Markdown is a language/platform that allows you to write nice-looking documents easily. The idea is that you write plain text documents with simple formatting, and then turn them into a lot of different output formats, e.g., HTML, PDF, Word, or slides. You can apply layout and styling to those documents, which is done separately from the content. This means you can quickly switch between outputs. In our flow, the software in the background that turns our text documents into different formats is called Pandoc. The good thing is, you don’t need to care, it all happens (almost always) behind the scenes. Markdown is rather easy to learn. If you have no experience with Markdown, I suggest you go through this nice, short interactive tutorial.. A good reference to look up formatting for Markdown until you have it memorized is this online cheat sheet.

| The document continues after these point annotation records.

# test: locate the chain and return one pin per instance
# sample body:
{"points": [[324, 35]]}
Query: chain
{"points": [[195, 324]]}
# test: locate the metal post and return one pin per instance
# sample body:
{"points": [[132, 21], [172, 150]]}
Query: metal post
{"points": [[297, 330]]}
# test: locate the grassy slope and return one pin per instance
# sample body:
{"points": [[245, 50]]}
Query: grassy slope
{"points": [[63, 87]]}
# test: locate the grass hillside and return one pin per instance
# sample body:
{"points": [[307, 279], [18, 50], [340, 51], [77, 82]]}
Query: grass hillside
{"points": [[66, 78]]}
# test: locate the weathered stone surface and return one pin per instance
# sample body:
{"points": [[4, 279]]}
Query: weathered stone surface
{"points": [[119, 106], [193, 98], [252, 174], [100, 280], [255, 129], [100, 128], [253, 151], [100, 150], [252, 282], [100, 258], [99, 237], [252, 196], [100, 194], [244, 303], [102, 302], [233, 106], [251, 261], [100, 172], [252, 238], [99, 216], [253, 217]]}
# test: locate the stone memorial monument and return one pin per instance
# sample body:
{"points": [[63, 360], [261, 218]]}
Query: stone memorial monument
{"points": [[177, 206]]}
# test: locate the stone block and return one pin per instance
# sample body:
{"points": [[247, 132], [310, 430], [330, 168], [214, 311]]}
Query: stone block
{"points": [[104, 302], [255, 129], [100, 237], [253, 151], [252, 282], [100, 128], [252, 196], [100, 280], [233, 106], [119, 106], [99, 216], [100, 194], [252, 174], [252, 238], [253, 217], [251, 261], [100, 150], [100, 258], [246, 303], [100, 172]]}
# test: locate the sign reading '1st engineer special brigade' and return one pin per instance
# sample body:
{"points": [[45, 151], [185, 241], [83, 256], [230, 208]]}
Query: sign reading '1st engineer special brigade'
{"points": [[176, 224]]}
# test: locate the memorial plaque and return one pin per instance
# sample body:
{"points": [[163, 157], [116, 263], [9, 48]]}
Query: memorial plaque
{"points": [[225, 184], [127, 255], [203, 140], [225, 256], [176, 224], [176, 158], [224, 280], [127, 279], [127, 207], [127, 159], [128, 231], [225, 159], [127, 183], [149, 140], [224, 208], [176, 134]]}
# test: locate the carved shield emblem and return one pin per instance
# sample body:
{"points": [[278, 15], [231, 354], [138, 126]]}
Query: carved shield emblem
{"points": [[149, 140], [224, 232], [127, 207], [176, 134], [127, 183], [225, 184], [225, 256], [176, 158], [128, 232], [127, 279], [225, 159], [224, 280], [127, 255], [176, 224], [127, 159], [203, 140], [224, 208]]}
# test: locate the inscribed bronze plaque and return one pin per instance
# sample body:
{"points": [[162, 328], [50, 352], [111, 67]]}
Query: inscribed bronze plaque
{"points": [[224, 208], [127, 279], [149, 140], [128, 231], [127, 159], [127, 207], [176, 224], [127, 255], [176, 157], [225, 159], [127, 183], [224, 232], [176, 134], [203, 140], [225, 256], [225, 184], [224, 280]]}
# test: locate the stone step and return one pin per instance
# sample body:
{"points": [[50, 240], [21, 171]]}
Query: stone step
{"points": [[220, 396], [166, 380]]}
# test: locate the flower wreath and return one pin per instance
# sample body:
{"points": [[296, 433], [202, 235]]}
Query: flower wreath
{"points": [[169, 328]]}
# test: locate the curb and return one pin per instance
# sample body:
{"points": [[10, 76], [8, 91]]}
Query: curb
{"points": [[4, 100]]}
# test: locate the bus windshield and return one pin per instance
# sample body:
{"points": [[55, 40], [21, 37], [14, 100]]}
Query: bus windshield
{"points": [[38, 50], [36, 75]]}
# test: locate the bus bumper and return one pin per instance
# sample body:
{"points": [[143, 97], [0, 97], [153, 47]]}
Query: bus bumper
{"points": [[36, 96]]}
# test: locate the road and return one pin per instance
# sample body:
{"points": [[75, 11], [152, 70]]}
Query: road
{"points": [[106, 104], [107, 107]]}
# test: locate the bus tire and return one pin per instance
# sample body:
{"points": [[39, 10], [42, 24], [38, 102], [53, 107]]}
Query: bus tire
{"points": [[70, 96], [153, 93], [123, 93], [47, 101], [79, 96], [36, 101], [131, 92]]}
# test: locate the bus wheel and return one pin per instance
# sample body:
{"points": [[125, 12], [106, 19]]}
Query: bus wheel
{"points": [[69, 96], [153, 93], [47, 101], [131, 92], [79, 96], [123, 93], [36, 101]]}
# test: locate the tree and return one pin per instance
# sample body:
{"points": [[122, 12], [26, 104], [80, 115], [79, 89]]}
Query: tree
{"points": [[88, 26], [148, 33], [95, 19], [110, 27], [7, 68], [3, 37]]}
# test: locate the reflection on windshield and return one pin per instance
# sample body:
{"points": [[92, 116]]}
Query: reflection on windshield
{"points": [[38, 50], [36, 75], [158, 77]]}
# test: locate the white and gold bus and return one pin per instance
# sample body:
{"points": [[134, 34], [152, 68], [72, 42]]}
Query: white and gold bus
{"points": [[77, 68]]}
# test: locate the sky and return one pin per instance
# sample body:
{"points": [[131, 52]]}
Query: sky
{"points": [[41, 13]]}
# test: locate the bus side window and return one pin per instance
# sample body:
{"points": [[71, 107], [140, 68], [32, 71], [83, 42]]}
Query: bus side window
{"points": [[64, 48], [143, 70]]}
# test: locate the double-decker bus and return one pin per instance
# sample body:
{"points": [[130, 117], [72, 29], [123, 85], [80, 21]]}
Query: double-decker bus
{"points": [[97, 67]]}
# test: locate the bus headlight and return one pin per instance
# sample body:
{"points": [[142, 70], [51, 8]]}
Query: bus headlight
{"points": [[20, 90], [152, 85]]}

The folks from Rstudio developed R Markdown. This allows you to combine R code with Markdown text. You can write a single Rmarkdown (Rmd) document which contains code and text. You then
knit the document, which uses an R package called
knitr, runs the code, produces results and turns everything into a markdown (md) document, then using the
rmarkdown package and
pandoc turns this into some output format of your choice, e.g. an html or pdf or Word or Powerpoint document. Again, most of the time, this happens without you needing to care about the details of this process. There are by now a lot of different output formats that R Markdown supports. As an example, this whole course is written in Rmarkdown and lives on GitHub. You can copy all the files and completely reproduce this course.
Note that if you want to produce pdf output, you need to have a (La)TeX system installed. It’s a free typesetting system that is a bit similar to Markdown, but more complicated and more powerful. I recommend MiKTeX for Windows and MacTeX for Mac. We don’t absolutely need it for the class, but it’s good to have and free, so I suggest you go ahead and install it.
One great thing about R Markdown is that it’s well documented. The R Studio R Markdown site and the R Markdown book are great resources. Another good source targeted at scientists is the online book R Markdown for Scientists. RStudio also an R Markdown cheat sheet in their collection of very useful cheat sheets.
Since developing knitr and R Markdown, Yihui Xie and colleagues have developed several other versions of the tool. There is bookdown which lets you nicely add references and write full books and scientific manuscripts (see the research example in the introductory lesson and a list of books written in bookdown on the bookdown website) and blogdown which lets you make webpages (see e.g. my group webpage which is done that way).
The whole R Markdown/Markdown/pandoc system has become incredibly flexible and powerful, and we’ll use it in this class.
Because R Markdown & Co are very feature rich and you can do a ton, trying to read all about it does not make much sense. For now, to get some idea of what it is, skim through chapters 27, 29 and 30 in R for Data Science and chapter 2 of the R Markdown book. Chapter 40 of IDS is also worth a look. You don’t need to read these materials in much detail (and I won’t quiz you on it), but if you are new to R Markdown, try to get enough information so you understand what it’s all about and how to get started. The way you learn R Markdown is by having a specific task you want to accomplish or a product you want to produce, and then look at various of the above listed documents to figure out how to do it. The exercise for this module will ask you to write some R Markdown, and you will be using it throughout this course, including for your class project.